We would replace power rooted in possession, privilege, or circumstance by power and uniqueness rooted in love, reflectiveness, reason and creativity. As a social system we seek the establishment of a democracy of individual participation, governed by two central aims: that the individual share in those central decisions determining the quality and direction of his life; that society be organized to encourage independence in men and provide the media for their common participation.

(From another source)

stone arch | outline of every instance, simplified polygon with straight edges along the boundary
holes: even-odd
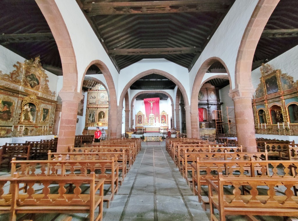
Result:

In a participatory democracy, the political life would be based in several root principles:

that decision-making of basic social consequence be carried on by public groupings;

that politics be seen positively, as the art of collectively creating an acceptable pattern of social relations;

that politics has the function of bringing people out of isolation and into community, thus being a necessary, though not sufficient, means of finding meaning in personal life;

that the political order should serve to clarify problems in a way instrumental to their solution; it should provide outlets for the expression of personal grievance and aspiration; opposing views should be organized so as to illuminate choices and facilitate the attainment of goals; channels should be commonly available to relate men to knowledge and to power, so that private problems -- from bad recreation facilities to personal alienation -- are formulated as general issues.

The economic sphere would have as its basic principles:

that work should involve incentives worthier than money or survival. It should be educative, not stultifying; creative, not mechanical; self-directed, not manipulated, encouraging independence, a respect for others, a sense of dignity, and a willingness to accept social responsibility, since it is this experience that has crucial influence on habits, perceptions, and individual ethics;

that the economic experience is so personally decisive that the individual must share in its full determination;

that the economy itself is of such social importance that its major resources and means of production should be open to democratic participation and subject to democratic social regulation.

Like the political and economic ones, major social institutions -- cultural, educational, rehabilitative, and others -- should be generally organized with the well-being and dignity of man as the essential measure of success.